Lena beside me, pointing at something in the pages.
Leo, standing in the doorway, watching us with that same sad smile.
I almost dropped it.
Because I remembered that moment.
The book. The way I'd felt safe between two people whose names I didn't know.
A memory that had no place in my life.
But it was real.
My head spun.
Had I been here before?
Had I known Lena?
Had she known me?
I ran back to the front of the store.
"Leo," I gasped, slamming the photograph down. "What is this? Why do I remember it?"
He looked at the photo.
And then… his eyes changed.
Not shocked.
Not surprised.
Remembering.
"I thought it might be you," he said.
"You knew?" My voice cracked. "Knew what?"
He reached out and took my hand — not gently, not carefully, but like someone holding onto a ledge.

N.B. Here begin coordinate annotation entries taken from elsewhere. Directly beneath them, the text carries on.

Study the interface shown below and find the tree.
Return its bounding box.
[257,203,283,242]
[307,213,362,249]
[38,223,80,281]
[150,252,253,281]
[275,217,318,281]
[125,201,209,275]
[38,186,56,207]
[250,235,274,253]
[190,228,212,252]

"Lena brought you here once," he said. "Years ago. Just once. You were little. Lost."
My heart thudded so loud it drowned out the clocks.
"You remember me?"
He nodded. "You asked about the stars carved into the walls. You called the memory room the dreaming room. You fell asleep in her lap."
I pressed a hand to my chest.
That memory — that feeling — it wasn't a dream.
"But why don't I remember until now?" I whispered.
"The store… it hides things. Keeps them quiet. Until it's time."
He looked at me like he was seeing me again for the first time.
"It's time, Emma."
That night, I stayed late again.
The store never asked me to.
It just… didn't let me leave.
Or maybe I didn't want to.
Leo lit the candle again. The same one from the night before.
Its flame flickered blue this time.
"I think the store wants to open the next door," he said.
I nodded, though I didn't understand.
"What if I'm not ready?" I asked.
He smiled faintly. "No one ever is."
We stood in the silence for a while.
Outside, the wind picked up. Rain whispered against the glass.
"Do you think Lena's still here?" I asked.
Leo looked toward the back of the store.
"I think… she never fully left."
I swallowed.
And then I said the thing I didn't want to say but couldn't hold in.
"If you still love her, I understand."
He turned to me sharply.
"I loved her," he said. "But love doesn't run out."
He stepped closer.
"It grows. It changes. It finds new ways to live."
And then, before I could think — he kissed me.
Not long. Not rushed.
Just enough.
Enough to make the clocks in the other room skip a beat.
Enough to make the bookstore breathe again.
And somewhere, deep below the floorboards, a door unlocked.